Nigeria’s new president Bola Tinubu implemented market-friendly reforms in his first two weeks in office in a bid to overhaul Africa’s biggest economy and attract investment — despite the risk that angry citizens could derail his plans.
The central bank on Wednesday allowed the naira to trade freely against the dollar, prompting its official value to plummet by nearly 40% as it moves towards a single exchange rate. It marked the end of multiple, tightly controlled exchange rates championed by its governor of the last nine years, Godwin Emefiele. Tinubu suspended Emefiele last Friday and the following day security agents confirmed he had been arrested and held in custody for “investigative reasons.”
Tinubu made his intentions clear in his inaugural address on May 29 when he said Nigeria’s monetary policy needed “thorough house cleaning,” adding: “The central bank must work towards a unified exchange rate. This will direct funds away from arbitrage into meaningful investment in the plant, equipment and jobs that power the real economy.”

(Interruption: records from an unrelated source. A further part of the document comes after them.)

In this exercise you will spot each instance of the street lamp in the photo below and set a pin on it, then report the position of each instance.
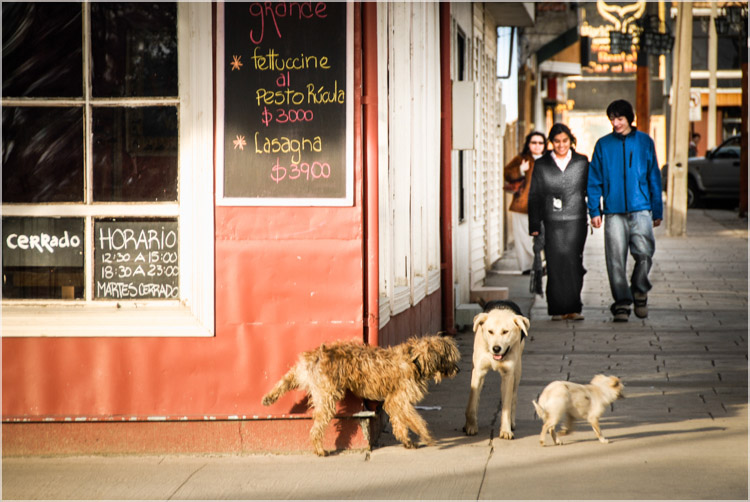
(619, 42)
(651, 39)
(733, 22)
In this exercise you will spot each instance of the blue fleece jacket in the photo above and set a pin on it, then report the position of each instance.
(624, 171)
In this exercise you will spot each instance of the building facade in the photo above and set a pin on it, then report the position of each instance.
(195, 193)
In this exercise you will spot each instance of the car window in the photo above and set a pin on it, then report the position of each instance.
(730, 149)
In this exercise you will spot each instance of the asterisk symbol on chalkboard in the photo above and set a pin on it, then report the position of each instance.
(239, 142)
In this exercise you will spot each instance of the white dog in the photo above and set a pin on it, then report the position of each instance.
(572, 400)
(499, 335)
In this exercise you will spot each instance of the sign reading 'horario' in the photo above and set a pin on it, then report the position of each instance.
(285, 100)
(136, 260)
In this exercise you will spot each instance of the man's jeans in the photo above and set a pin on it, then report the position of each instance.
(625, 231)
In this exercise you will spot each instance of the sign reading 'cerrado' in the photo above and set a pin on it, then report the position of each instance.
(287, 104)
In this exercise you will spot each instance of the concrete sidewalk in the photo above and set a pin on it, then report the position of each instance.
(681, 433)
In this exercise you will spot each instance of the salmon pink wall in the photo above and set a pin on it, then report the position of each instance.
(287, 279)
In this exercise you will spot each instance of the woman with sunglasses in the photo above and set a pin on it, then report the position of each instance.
(518, 181)
(558, 198)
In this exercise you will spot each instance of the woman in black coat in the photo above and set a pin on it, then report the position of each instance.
(558, 198)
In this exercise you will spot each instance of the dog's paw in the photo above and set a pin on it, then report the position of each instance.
(506, 435)
(471, 429)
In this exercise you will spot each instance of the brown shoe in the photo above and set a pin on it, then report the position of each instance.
(640, 305)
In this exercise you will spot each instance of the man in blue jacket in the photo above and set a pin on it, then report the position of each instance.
(624, 172)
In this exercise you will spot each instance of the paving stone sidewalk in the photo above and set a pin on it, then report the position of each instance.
(681, 432)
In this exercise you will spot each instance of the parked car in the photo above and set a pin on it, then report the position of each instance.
(717, 175)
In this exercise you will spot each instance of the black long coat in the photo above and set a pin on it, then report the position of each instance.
(557, 195)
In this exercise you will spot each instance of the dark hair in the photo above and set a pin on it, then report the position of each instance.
(526, 150)
(560, 129)
(621, 108)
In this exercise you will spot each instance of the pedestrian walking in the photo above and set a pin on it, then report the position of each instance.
(624, 173)
(557, 199)
(518, 181)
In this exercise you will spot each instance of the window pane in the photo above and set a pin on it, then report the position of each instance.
(42, 154)
(134, 49)
(42, 50)
(136, 259)
(135, 154)
(43, 258)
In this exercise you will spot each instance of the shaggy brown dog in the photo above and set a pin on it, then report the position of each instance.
(397, 375)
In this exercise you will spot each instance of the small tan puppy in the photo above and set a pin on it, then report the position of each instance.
(572, 400)
(499, 335)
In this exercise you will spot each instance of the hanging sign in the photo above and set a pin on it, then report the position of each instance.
(287, 104)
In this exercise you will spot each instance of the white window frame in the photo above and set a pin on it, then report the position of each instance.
(193, 314)
(409, 162)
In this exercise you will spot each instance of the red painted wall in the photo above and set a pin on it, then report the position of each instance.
(287, 279)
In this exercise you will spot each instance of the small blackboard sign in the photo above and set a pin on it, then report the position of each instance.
(42, 242)
(136, 260)
(287, 104)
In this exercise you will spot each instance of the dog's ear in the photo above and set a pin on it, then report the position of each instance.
(479, 320)
(523, 324)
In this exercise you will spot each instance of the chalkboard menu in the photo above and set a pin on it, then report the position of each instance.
(287, 105)
(136, 260)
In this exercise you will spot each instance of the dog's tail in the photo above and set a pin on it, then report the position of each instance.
(539, 410)
(287, 383)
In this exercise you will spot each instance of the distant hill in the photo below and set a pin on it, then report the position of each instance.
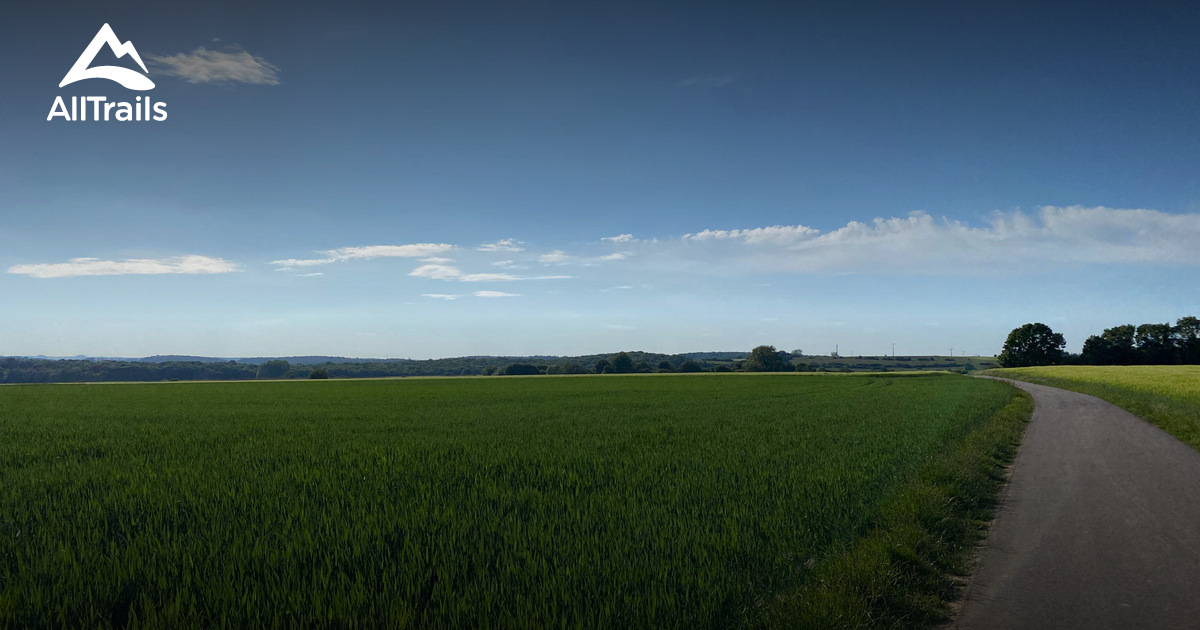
(259, 360)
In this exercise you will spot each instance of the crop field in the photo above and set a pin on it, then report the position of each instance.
(1167, 395)
(622, 502)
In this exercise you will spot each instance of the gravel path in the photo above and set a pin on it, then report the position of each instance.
(1099, 526)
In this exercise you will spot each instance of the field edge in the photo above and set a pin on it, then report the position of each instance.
(909, 569)
(1174, 415)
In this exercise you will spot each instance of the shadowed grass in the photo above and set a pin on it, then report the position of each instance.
(551, 502)
(906, 570)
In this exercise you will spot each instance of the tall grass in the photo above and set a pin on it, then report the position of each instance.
(551, 502)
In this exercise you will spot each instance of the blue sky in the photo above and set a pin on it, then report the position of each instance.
(442, 179)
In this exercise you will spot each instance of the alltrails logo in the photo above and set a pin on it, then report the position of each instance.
(102, 109)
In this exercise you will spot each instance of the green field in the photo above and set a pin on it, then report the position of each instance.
(1167, 395)
(631, 502)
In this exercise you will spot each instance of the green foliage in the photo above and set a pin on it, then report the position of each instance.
(521, 370)
(558, 502)
(273, 369)
(765, 359)
(622, 364)
(901, 574)
(1168, 396)
(1032, 345)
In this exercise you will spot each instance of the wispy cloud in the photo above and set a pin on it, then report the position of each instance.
(921, 244)
(556, 257)
(420, 250)
(559, 257)
(619, 238)
(436, 271)
(95, 267)
(503, 245)
(215, 66)
(615, 256)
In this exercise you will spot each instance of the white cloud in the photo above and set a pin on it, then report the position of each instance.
(556, 257)
(419, 250)
(616, 256)
(95, 267)
(774, 234)
(437, 271)
(503, 245)
(619, 238)
(925, 245)
(214, 66)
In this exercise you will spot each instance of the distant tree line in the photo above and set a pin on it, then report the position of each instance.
(1145, 345)
(1126, 345)
(761, 359)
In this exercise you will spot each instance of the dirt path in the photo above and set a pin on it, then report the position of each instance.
(1099, 526)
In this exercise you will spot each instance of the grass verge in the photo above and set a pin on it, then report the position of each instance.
(909, 568)
(1165, 395)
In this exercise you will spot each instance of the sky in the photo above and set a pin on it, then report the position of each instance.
(441, 179)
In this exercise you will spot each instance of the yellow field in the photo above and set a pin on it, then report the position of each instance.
(1167, 395)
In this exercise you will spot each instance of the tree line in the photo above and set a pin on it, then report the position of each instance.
(21, 370)
(1126, 345)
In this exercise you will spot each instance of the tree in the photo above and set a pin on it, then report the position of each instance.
(1186, 336)
(521, 370)
(1032, 345)
(1115, 346)
(1155, 343)
(763, 359)
(689, 366)
(273, 369)
(622, 363)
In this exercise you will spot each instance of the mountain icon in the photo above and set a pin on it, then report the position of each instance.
(126, 77)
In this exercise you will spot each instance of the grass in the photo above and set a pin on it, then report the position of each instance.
(1167, 395)
(666, 502)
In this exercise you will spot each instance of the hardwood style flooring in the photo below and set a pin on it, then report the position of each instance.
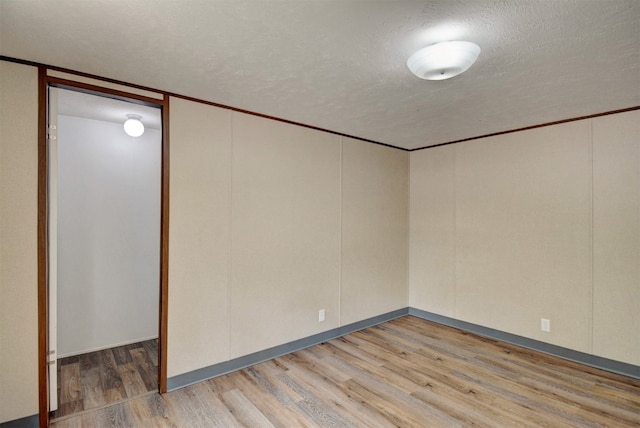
(101, 378)
(404, 373)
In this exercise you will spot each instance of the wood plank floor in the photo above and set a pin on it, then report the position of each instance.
(404, 373)
(97, 379)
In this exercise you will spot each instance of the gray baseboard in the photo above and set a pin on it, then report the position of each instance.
(614, 366)
(28, 422)
(225, 367)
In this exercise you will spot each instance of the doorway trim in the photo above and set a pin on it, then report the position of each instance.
(44, 82)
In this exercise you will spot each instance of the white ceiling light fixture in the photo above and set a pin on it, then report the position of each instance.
(443, 60)
(133, 127)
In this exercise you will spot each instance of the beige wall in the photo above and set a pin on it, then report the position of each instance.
(199, 237)
(502, 234)
(616, 236)
(285, 233)
(18, 241)
(272, 222)
(374, 230)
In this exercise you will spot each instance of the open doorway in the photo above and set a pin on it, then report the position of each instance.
(104, 250)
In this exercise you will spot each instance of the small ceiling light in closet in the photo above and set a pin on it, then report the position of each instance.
(443, 60)
(133, 127)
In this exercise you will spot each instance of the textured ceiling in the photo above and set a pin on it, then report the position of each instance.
(74, 103)
(341, 64)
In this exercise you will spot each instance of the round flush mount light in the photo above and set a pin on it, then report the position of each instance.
(443, 60)
(133, 127)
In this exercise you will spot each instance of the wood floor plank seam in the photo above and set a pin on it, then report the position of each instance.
(407, 372)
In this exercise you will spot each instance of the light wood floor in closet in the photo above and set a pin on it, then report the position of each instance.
(97, 379)
(404, 373)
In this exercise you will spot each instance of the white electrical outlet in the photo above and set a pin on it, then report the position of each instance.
(545, 324)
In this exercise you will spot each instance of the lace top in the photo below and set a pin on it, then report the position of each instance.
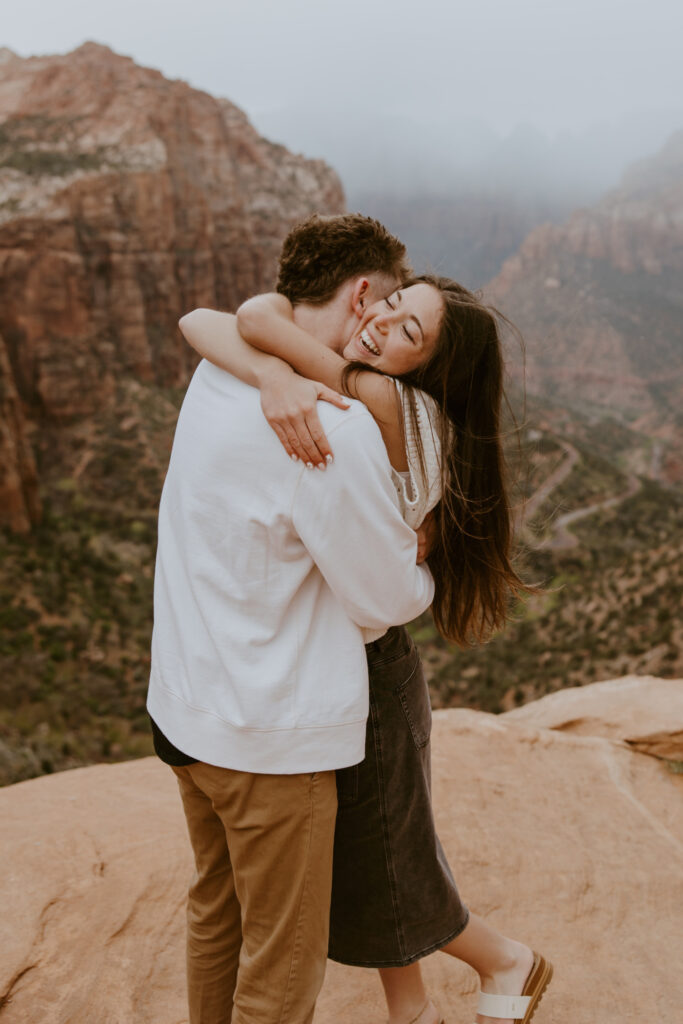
(419, 488)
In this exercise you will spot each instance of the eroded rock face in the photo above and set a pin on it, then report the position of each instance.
(571, 843)
(125, 201)
(598, 299)
(18, 481)
(643, 712)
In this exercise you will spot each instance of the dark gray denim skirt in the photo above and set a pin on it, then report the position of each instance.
(393, 897)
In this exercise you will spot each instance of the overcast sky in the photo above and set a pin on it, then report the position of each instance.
(578, 66)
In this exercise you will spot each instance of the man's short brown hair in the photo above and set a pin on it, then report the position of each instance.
(322, 253)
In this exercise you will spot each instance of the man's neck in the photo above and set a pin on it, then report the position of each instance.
(327, 324)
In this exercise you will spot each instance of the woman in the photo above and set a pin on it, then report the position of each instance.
(393, 896)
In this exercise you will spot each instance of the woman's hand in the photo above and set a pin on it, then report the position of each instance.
(289, 403)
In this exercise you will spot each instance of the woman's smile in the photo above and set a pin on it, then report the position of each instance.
(398, 333)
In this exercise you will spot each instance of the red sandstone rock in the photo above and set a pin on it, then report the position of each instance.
(598, 299)
(643, 712)
(572, 843)
(126, 200)
(18, 482)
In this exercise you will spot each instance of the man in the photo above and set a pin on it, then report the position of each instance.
(265, 573)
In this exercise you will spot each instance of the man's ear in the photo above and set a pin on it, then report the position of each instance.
(360, 297)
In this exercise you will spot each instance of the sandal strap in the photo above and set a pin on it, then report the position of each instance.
(510, 1007)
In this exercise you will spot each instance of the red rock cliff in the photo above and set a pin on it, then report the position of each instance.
(599, 299)
(125, 200)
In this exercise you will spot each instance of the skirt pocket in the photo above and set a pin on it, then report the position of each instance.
(414, 697)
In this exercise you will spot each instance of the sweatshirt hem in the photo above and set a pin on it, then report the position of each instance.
(202, 734)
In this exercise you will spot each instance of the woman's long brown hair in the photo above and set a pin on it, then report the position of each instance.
(470, 559)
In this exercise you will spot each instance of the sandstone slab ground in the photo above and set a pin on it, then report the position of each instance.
(571, 843)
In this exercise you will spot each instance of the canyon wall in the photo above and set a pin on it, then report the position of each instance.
(125, 200)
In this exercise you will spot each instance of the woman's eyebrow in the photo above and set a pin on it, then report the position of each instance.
(412, 316)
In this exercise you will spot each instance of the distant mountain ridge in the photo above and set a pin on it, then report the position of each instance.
(599, 299)
(125, 200)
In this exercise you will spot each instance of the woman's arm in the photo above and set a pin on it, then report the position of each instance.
(266, 323)
(216, 338)
(289, 401)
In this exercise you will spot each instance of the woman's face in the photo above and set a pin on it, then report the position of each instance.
(399, 333)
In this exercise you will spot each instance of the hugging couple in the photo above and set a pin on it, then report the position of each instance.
(285, 693)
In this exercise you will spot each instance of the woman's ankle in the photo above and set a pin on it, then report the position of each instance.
(511, 957)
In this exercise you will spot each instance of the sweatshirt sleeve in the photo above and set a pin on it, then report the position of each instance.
(348, 519)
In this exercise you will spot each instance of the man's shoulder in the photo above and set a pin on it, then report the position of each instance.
(351, 429)
(354, 420)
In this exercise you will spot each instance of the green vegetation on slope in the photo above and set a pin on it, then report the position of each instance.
(76, 596)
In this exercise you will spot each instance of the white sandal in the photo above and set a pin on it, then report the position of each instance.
(520, 1009)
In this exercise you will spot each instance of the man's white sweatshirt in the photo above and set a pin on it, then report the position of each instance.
(265, 573)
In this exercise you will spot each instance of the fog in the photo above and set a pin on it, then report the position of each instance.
(406, 98)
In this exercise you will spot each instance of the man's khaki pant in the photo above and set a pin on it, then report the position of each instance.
(259, 905)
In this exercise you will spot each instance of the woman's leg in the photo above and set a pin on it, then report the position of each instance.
(502, 964)
(407, 998)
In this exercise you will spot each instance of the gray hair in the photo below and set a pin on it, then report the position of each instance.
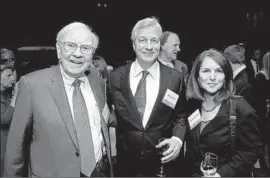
(146, 23)
(75, 25)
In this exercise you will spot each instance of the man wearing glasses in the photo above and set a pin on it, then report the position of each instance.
(59, 127)
(7, 57)
(148, 98)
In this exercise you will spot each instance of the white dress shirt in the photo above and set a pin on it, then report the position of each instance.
(152, 85)
(92, 108)
(255, 66)
(169, 64)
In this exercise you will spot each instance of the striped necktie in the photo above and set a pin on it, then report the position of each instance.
(140, 95)
(83, 130)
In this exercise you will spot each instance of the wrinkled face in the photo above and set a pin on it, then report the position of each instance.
(147, 45)
(257, 55)
(211, 76)
(75, 63)
(239, 54)
(7, 79)
(171, 47)
(7, 58)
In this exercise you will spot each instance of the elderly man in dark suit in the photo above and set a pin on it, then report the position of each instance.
(170, 47)
(147, 97)
(59, 124)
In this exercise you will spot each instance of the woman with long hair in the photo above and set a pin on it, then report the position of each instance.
(210, 94)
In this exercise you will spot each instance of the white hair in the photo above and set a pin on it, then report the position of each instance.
(146, 23)
(75, 25)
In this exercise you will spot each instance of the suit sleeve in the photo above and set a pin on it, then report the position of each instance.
(112, 118)
(20, 134)
(179, 124)
(248, 143)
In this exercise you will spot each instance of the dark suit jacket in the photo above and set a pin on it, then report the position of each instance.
(42, 131)
(5, 119)
(133, 140)
(215, 138)
(181, 67)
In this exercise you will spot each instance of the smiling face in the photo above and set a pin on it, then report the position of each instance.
(75, 63)
(211, 76)
(7, 79)
(171, 47)
(147, 45)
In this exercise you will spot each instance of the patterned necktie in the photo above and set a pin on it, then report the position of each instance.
(83, 130)
(140, 95)
(258, 67)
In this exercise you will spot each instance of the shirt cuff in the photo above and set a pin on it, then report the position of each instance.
(181, 142)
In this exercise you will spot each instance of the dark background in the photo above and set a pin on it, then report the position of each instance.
(200, 24)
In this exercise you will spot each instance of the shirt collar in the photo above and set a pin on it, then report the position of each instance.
(165, 63)
(69, 80)
(237, 71)
(153, 70)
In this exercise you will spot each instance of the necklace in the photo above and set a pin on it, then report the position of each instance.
(209, 110)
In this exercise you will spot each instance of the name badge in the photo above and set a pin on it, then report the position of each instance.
(170, 98)
(106, 113)
(194, 119)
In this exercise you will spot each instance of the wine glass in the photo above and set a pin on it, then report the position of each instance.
(160, 151)
(209, 164)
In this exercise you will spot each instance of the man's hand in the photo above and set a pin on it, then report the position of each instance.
(214, 175)
(173, 151)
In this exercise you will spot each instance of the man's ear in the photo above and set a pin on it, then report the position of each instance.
(58, 50)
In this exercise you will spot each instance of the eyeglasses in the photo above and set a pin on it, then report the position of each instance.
(71, 47)
(7, 61)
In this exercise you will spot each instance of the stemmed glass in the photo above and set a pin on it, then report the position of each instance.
(160, 151)
(209, 164)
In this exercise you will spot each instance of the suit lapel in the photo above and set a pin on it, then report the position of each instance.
(165, 83)
(99, 94)
(129, 98)
(59, 95)
(220, 119)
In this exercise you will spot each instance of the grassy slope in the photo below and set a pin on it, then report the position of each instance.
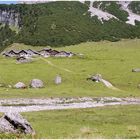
(102, 122)
(113, 60)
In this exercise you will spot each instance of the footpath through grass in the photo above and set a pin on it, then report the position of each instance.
(113, 60)
(102, 122)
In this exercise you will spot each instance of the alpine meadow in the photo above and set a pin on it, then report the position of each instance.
(70, 70)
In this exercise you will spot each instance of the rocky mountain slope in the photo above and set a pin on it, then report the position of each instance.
(60, 23)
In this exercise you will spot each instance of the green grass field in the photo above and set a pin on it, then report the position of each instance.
(113, 60)
(103, 122)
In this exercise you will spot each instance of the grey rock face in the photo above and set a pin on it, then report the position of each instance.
(96, 78)
(36, 83)
(15, 123)
(20, 85)
(136, 70)
(58, 80)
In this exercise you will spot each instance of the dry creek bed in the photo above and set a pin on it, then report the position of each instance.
(27, 105)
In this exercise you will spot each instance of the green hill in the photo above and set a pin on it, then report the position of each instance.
(64, 23)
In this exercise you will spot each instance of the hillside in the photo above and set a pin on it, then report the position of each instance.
(113, 60)
(64, 23)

During that address, he also announced the scrapping of a fuel subsidy that cost the country $10 billion in 2022. Days later the state oil company said petrol prices will adjust “in line with current market realities,” which sparked long petrol lines as the cost of fuel doubled.
In the last week, Tinubu has also signed laws to overhaul the power sector and provide student loans.
The power legislation, signed into law on Friday, allows Nigeria’s 36 state governments to license and regulate electricity markets within their jurisdiction. Electricity regulation was previously controlled by the federal government.
A bill signed on Monday creates a fund to provide interest-free loans to university students. In his manifesto, Tinubu promised to introduce a student loan programme to “expand access to education to all Nigerians.”
Tinubu has begun his presidency with big, bold policy moves that clearly mark an ideological break from the past and could boost foreign investment into Africa’s biggest economy. The central thread that connects Tinubu’s policy changes is a seemingly unwavering faith in supply and demand to dictate the value of the currency and the price of petrol.
“The power reforms could be revolutionary for electricity supply in Nigeria,” Fola Fagbule, a director at multilateral lender Africa Finance Corporation told me. He said devolving certain responsibilities for electricity to state governors frees them up to innovate to attract investment. Poor power provision has long held back the development of Nigeria’s economy.
Exchange rate reforms are significant because they appeal to investors who stayed away due to the statist policies of his predecessor, Muhammadu Buhari. The byzantine web of exchange rates and tight currency controls created confusion and made it hard for foreign businesses to repatriate their profits. We got a sense of investor sentiment on Monday when Nigeria’s international bonds surged in the wake of Emefiele’s suspension.
But there are potential pitfalls. The huge price rises for petrol could stoke inflation. Pieter Scribante, political economist at advisory firm Oxford Economics Africa, summed up the risks when he told me: “Tinubu needs to get the buy-in from ordinary Nigerians, who will disproportionately feel the impact of these policies.” He pointed out “this will be challenging given that Tinubu received a meager 36.6% of the vote during the election — the lowest voter support level of any Nigerian president.”
The last attempt to remove the subsidy, 11 years ago, was reversed after widespread protests. That hasn’t been repeated — probably because its removal was well-signaled — although major labor unions nearly called a nationwide strike.
If unleashing market forces causes a steep rise in the cost of living, as many economists predict, Tinubu will be forced to consider what he needs more: the backing of international investors or his citizens.
Room for Disagreement
Ikemesit Effiong, head of research at Lagos based political risk consultancy SBM Intelligence, argued that Tinubu’s approach has been driven by the economic malaise Tinubu inherited from Buhari rather than a particular economic vision. “In terms of policy, there isn’t a lot of economic wiggle room,” said Effiong, referring to issues such as the removal of the petrol subsidy and allowing the naira to float freely.
“It really was a matter of if, and not when. He really had no choice.”
The View From Lagos
At a petrol station in the Surulere district of Lagos, Wasiu Olagunju feared that the pump price will keep rising despite Tinubu’s assurances that they will stabilize in the long term.
“Our experience is that we always end up feeling that past governments were better than the current one. My fear is that may be the case again this time,” said the 55-year-old who runs a chairs and tables rental business and now charges customers for transporting the items to their venues. He introduced the change to adapt to new realities.
In a wooden shack opposite the petrol station, 40-year-old Edith Pius, who sells rice and stew, complained customer numbers had dropped since the petrol price increase, even as costs of ingredients have soared. She hasn’t raised prices for fear of losing customers to nearby competition but increased the minimum order on some items. “I no longer sell 100 naira rice (21 cents), it’s now from 200, except for school children,” she said.